I made this device to level gravel drives. I too have problems with a box grader and a back blade. This device has arms patterned after my RM660 mower so it can float.
a22575.jpg
 
The manual for my box blade says it's more aggresive with a shorter top link. Of course on a box blade you can set it so runs on the front corners of the side plates so it dosen't dig in. Other than that, a shorter top link does make it dig in more. You don't have to drop the blade all the way down though. A lot of times you can just skim the surface to avoid digging in too much. If you've got a rough driveway to begin with, you'll need to go slow and manually raise and lower the blade to get it rough levelled. Then you can set blade for the final levelling. It takes some practice. Pulling the blade backwards works good for final levelling. The biggest thing to watch for is larger rocks in your gravel. They will dig ruts and make it extremely difficult to get a nice even surface. If you see any larger rocks, stop and pick them up. Dave
 
i start out by angleing the balde to bring the material from outside edge to the middle of the road i do this to both sides when i am done i have like a windrow of material down the center of the drive.then i turn the bale around backwards so it doesnt dig in.i line the windrow of material up with the center of the tractor drop the blade and go the material will make its way toward the outside of both sides of the blade making a very nice looking appearence .RICK
 
The drive is 1/4 mile long, small grade/hill, I had a crown but had problems with the water destroying one side of the road that connects to a small hill, I have since put a straight taper across the entire road to let the water drain to a field on the low side... So far that seems to work, just having the leveling problems, some of the ideas I will try. Angleing the blade etc.

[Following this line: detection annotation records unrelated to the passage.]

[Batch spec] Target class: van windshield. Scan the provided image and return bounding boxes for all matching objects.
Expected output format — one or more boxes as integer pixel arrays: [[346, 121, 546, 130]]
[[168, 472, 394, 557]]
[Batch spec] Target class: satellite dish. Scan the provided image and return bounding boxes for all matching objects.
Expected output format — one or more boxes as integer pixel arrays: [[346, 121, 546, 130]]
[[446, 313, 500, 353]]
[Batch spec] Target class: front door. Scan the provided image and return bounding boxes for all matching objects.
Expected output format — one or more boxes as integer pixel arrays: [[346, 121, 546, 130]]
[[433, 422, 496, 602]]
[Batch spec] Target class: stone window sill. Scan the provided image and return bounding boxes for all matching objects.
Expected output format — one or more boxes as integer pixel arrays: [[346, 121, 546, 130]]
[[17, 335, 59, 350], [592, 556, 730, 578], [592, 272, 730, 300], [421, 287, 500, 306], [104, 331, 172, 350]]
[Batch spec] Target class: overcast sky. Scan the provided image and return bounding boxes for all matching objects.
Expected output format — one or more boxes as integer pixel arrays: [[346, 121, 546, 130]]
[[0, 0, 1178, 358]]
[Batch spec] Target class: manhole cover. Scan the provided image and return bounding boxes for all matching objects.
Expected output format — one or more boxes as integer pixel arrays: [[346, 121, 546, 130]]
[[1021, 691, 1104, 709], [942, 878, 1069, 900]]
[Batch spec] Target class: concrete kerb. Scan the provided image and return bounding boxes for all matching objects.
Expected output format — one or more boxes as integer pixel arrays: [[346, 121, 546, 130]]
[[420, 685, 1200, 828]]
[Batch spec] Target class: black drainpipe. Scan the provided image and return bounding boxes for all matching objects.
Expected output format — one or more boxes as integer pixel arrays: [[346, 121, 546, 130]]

Thanks for the ideas, and photos, may try to build something like that also,, I have some scrap beams laying around, just need to line up a welder..
 
Most of the time I grade my driveway with an eight-foot York rake that has wheels mounted on it. If I need to be very aggressive I'll get out the box scraper, but it takes a very light touch to get good results. I only use my regular blade for plowing snow.
 
Might set it to "float," if you have that setting. I like to put blade with curve facing backwards, and driving tractor forward. This tends to make blade float and drop some gravel in lower spots.
 
I have found that changing the blade angle with every pass helps smooth things out.
When you make a second pass with the blade at the same angle as the first you just make the bumps and valleys worse. A different angle smooths things out.
 
I agree with as much angle as you can get. Also keep the center higher than the edges. Try to work the lane one the day after it rains and it is damp but not muddy.
 
Never used a back blade, but for many years I was a finish grade dozer operator. With a few years practice you can cut the grade + or - one half inch!
 
And you didn't ever (back blade) with the dozer??

That is what I always thought the float position on the stick was for.